Sunday, December 12, 2010

Python Demo

With help from rasjidw, there is now a web demo of Python. Check it out, and let me know if you find a bug!

The demo is of CPython, the original/standard Python implementation, compiled from C to JavaScript. What's cool about compiling CPython itself is that we get all the language features 'for free', both the common stuff you'd expect and think of first, and also things that if you were writing a new implementation, you might leave for last.

Known limitations:
  • No import of modules - just the core language works. It should be possible to get imports working, of both C modules and Python ones, but it would require writing code for dynamic linking etc.
  • I tested in Firefox 4 beta and Chrome 8, and for some reason the demo runs very slowly in Chrome 8 (perhaps related to V8 Issue 947?). Firefox 4 runs much faster but still obviously slower than native CPython. In any case that should improve once we get LLVM optimizations working.


  1. Awesome work guys!

    I'm getting "ReferenceError: _llvm_memmove_p0i8_p0i8_i32 is not defined." for the following:

    print [dir(x) for x in dir()]

  2. Thanks puffnfresh! It is fixed now.

  3. I think the difference in v8 is in this:
    the global array i in python.js has many elements 'undefined' in Chrome, but these are 0 in Firefox. Them being undefined makes slice a lot slower.
    Seems like Firefox initalizes them and v8 not?

  4. Int32Array doesn't initialize them, however, v8 should do that as is said here:
    filed a bug:

  5. this makes it faster for now:
    for(var a = 0; a < 1000000; a++) {if(i[a]==undefined) i[a]=0}

  6. for(var a = 0; a < i.length; a++) {if(i[a]==undefined) i[a]=0} of course, but that took long and got an error while it was busy.

  7. hm
    it isn't true. As i create an Int32Array it becomes an 0.
    The problem lies in ka.

  8. @Daniel:

    Chrome initializes typed array values to 0 (unless there is a serious bug there). However older Chrome versions don't have typed arrays enabled by default (needs --enable-typed-arrays), so they would have normal JS stuff, with lots of undefineds in HEAP as you mentioned.

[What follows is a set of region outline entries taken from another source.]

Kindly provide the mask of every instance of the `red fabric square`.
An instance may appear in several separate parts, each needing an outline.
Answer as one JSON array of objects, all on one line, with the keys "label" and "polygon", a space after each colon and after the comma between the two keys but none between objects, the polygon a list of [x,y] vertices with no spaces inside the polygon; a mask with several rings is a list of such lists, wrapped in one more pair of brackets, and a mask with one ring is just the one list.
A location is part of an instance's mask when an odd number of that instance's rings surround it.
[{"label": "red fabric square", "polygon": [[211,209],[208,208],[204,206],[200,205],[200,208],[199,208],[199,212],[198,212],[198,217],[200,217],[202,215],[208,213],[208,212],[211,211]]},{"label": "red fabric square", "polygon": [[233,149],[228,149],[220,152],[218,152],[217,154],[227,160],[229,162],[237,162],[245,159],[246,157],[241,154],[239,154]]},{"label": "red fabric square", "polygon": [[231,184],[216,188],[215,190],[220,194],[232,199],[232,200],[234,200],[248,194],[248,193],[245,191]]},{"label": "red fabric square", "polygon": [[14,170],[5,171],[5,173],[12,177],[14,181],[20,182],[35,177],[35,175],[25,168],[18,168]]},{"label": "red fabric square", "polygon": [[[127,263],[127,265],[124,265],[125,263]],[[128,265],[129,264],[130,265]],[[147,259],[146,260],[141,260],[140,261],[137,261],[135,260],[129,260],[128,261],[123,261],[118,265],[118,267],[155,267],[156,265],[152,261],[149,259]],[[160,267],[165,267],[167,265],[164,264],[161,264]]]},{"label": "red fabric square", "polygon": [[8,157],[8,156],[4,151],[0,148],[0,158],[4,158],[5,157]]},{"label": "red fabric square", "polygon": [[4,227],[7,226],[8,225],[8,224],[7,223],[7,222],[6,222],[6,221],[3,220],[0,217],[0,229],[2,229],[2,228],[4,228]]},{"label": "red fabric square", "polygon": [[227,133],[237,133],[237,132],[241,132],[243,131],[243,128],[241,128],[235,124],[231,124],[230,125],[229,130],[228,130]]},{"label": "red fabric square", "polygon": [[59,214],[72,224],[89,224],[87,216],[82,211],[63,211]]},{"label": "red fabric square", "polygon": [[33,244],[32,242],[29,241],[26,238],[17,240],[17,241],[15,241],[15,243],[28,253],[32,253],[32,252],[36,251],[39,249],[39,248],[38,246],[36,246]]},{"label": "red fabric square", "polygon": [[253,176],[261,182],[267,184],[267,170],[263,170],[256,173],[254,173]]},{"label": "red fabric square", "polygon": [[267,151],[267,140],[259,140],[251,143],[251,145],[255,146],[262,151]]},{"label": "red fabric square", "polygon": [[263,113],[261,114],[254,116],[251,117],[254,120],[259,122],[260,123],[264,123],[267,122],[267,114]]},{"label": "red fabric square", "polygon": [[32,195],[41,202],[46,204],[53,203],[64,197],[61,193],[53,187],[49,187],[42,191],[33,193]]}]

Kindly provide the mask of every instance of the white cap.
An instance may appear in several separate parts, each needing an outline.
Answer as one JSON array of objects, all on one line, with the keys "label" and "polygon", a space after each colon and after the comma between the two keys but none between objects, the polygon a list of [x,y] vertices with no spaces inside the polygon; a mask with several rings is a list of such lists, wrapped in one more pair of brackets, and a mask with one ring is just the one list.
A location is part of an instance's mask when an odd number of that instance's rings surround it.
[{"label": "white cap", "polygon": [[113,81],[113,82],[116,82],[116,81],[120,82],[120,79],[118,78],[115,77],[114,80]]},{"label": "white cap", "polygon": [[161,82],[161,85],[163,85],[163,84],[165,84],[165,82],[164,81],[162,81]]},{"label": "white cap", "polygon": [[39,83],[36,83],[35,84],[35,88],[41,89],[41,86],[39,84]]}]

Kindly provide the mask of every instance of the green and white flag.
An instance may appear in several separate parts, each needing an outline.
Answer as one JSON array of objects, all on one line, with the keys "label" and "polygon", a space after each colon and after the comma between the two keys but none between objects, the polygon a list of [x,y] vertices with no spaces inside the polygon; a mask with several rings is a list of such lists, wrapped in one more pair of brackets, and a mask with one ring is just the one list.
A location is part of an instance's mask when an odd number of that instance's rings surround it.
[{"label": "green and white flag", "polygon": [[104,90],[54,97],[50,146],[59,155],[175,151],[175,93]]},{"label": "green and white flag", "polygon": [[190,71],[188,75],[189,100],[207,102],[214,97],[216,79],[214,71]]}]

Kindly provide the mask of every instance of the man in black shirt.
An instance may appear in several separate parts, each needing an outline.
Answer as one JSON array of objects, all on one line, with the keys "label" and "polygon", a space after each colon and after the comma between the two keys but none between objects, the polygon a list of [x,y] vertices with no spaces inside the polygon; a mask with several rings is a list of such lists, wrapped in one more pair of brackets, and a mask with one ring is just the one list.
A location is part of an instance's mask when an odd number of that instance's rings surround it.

    However this is slow even with typed arrays, and the code in the bug I filed is slow with or without typed arrays (when comparing to SpiderMonkey).

    So I don't really know why Chrome is slow on this code...

  9. But I have undefineds in the heap (just type i[8] in the and I have Chrome version 10.0.615.0 (69640), so it must have typed arrays.
    Just enter i[8] etc. and you see there are many undefined elements. Undefined makes the slice slow. And the mentioned code makes it fast again. So it must be an unitialized Array.

    I found it: if(aaa=this.Int32Array&&this.Float64Array) {}

    Chrome doesn't support Float64Array yet, so it becomes a normal array with lots of undefineds. Initializing them with 0 makes it fast again.